I want to implement a 64-bit transpose operation using only avx, not avx2. It should do this:
// in = Hh Hl Lh Ll
// | X |
// out = Hh Lh Hl Ll
This is how it would look with avx2:
#define SIMD_INLINE inline __attribute__ ((always_inline))

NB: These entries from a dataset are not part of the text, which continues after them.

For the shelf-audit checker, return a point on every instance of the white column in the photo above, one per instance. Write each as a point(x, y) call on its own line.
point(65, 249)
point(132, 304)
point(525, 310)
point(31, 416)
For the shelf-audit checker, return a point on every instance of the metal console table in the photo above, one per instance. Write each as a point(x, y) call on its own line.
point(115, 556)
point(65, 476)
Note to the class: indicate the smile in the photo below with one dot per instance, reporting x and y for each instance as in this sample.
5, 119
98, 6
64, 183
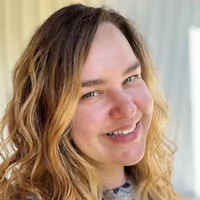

static SIMD_INLINE __m256i
x_mm256_transpose4x64_epi64(__m256i a)
{
return _mm256_permute4x64_epi64(a, _MM_SHUFFLE(3,1,2,0));
}
This is the most efficient workaround without avx2 I could come up with (using 3 avx instructions):
static SIMD_INLINE __m256i
x_mm256_transpose4x64_epi64(__m256i a)
{
__m256d in, x1, x2;
// in = Hh Hl Lh Ll
in = _mm256_castsi256_pd(a);
// only lower 4 bit are used
// in = Hh Hl Lh Ll
// 0 1 0 1 = (0,0,1,1)
// x1 = Hl Hh Ll Lh
x1 = _mm256_permute_pd(in, _MM_SHUFFLE(0,0,1,1));
// all 8 bit are used
// x1 = Hl Hh Ll Lh
// 0 0 1 1
// x2 = Ll Lh Hl Hh
x2 = _mm256_permute2f128_pd(x1, x1, _MM_SHUFFLE(0,0,1,1));
// only lower 4 bit are used
// in = Hh Hl Lh Ll
// x2 = Ll Lh Hl Hh
// 0 1 1 0 = (0,0,1,2)
// ret: Hh Lh Hl Ll
return _mm256_castpd_si256(_mm256_blend_pd(in, x2, _MM_SHUFFLE(0,0,1,2)));
}
The problem is that most avx swizzle operations (e.g. unpack) are operating on 128-bit lanes and do not cross the lane boundary.
Can anyone produce a more efficient implementation? Thanks a lot!